They don’t need to be, but it is better practice for read-only variables. By default, Fortran passes by reference where the address could be taken by a global reference. It would be uncommon, but possible. This then can prevent parallelism and the compiler may not be able to implicitly privatize the scalar. Granted, you’re using “pure”, so the compiler can assume no side effects lessening the need, but I still consider it best practice.
Q2: Do “device” routines called by “global” routines need to be labelled with “!$acc routine seq”?
If the routine’s definition is in the same scoping unit, then it can often implicitly generate the device routine. It’s only required if the definition is in a separate file.
Q3: For device routines, do I/will I need to specify “value” attributes for scalar arguments for STDPAR and OpenACC (in CUDA I do not).
Same answer as Q1. It’s not required, but better practice, including CUDA Fortran. For CUDA it’s also a good idea to use value when passing scalars to the global kernel. Then the arguments are stored local to the kernels as opposed as the kernel needing to fetch the value from global memory.
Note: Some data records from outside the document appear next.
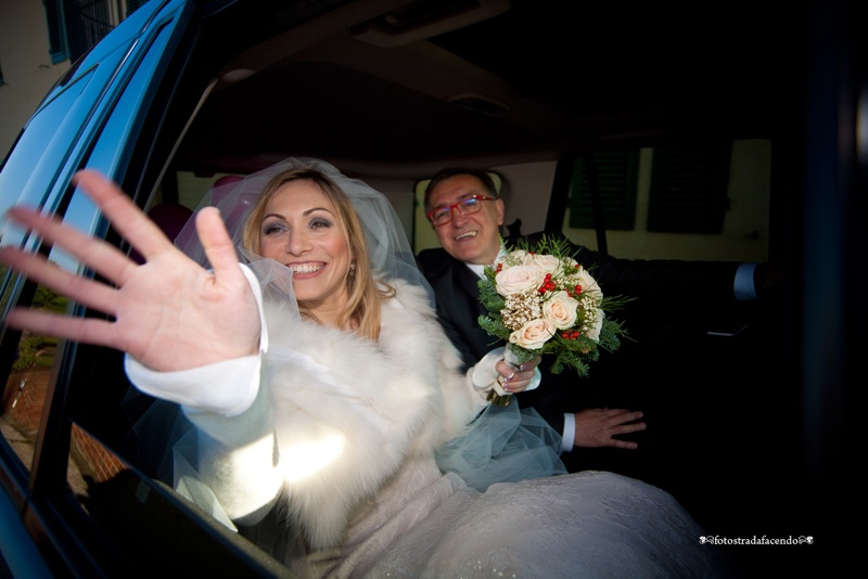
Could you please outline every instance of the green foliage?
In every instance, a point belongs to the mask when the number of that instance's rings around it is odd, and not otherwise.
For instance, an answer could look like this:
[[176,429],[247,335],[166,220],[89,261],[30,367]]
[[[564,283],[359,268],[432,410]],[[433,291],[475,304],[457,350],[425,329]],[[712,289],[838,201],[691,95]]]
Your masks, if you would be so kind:
[[[551,255],[561,260],[560,268],[552,273],[550,280],[556,288],[550,292],[549,288],[541,286],[539,290],[541,293],[538,295],[540,303],[547,300],[549,296],[557,291],[567,291],[571,296],[578,300],[587,300],[590,298],[579,297],[585,294],[574,292],[573,285],[575,285],[575,275],[577,273],[577,266],[574,260],[578,248],[574,248],[566,239],[544,235],[539,242],[533,246],[527,240],[521,240],[516,244],[516,249],[522,249],[534,255]],[[522,265],[522,255],[516,254],[515,249],[510,249],[501,261],[502,263],[500,267],[505,269],[519,266]],[[480,317],[478,323],[488,334],[509,343],[512,330],[506,325],[503,319],[503,310],[507,307],[506,298],[497,293],[496,276],[498,271],[499,269],[486,267],[485,276],[478,282],[480,301],[488,312],[487,316]],[[541,275],[541,272],[539,274]],[[537,296],[537,291],[534,290],[531,293],[521,295]],[[593,295],[595,294],[588,294],[588,296]],[[597,296],[598,297],[593,298],[593,303],[585,303],[595,304],[596,300],[599,300],[596,306],[588,307],[592,307],[593,310],[599,308],[607,313],[623,308],[625,304],[634,299],[625,296],[602,296],[601,298],[599,294],[597,294]],[[537,297],[529,297],[529,299],[537,299]],[[513,316],[515,312],[513,311]],[[550,364],[552,373],[560,374],[565,369],[572,369],[579,377],[587,376],[589,371],[588,364],[599,360],[600,350],[614,352],[621,347],[621,340],[627,336],[627,333],[620,322],[605,316],[600,324],[599,339],[593,340],[580,332],[584,322],[585,310],[579,306],[576,310],[576,322],[569,331],[557,331],[548,340],[534,350],[528,350],[518,344],[510,344],[509,348],[519,362],[524,362],[535,356],[549,356],[553,357]]]

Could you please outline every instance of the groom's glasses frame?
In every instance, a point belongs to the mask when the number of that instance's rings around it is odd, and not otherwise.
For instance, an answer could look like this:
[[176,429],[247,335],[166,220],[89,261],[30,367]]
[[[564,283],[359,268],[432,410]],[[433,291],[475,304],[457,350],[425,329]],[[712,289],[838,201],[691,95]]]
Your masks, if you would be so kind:
[[436,209],[430,210],[427,213],[427,220],[431,221],[431,224],[434,227],[445,226],[452,220],[452,211],[455,209],[461,211],[461,215],[472,215],[482,209],[482,202],[484,201],[497,200],[495,200],[495,197],[488,197],[485,195],[471,195],[469,197],[464,197],[458,203],[444,205],[443,207],[437,207]]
Q4: Is there a syntax with OpenACC or unified memory regarding “constant” memory access attributes for variables?
I believe the OpenACC technical committee has discussed this in the past, but I’m not sure where they’re at on it. If I remember correctly, the resistance to it is that “constant” is more NVIDIA specific and they were instead looking at more general memory placement operations.
Our compiler will attempt to implicitly use constant memory for parameters.
Will this access procedure eventually become unneeded with unified memory, performance-wise?
My personal view is that constant isn’t really needed now, irrespective of UM. It used to be a physically separate memory but now is interrogated. Hardware caching has gotten very good so I don’t see the need for constant. Maybe for a large read-only array, but scalars, not so much. Granted I have not done a formal study, so this is based off my own perception (i.e. I could be wrong).
Memory placement is important with UM, primarily if the GPU should fetch directly from host memory or copy some data to the device memory. I think of UM now more akin to NUMA so you want the data stored in the memory closest where it’s being computed on. Placement is done by the CUDA runtime with our compiler implicitly adding hints via calls to cudaMemAdvise. Users can call cudaMemAdvise directly, but we’d rather make it so you don’t have to.
While there will be exceptions given the Fortran standard has limitations, I see the ultimate goal as being able to have a pure STDPAR code with no extensions and have it run just as fast as if you added them. Thus achieving both portability and performance.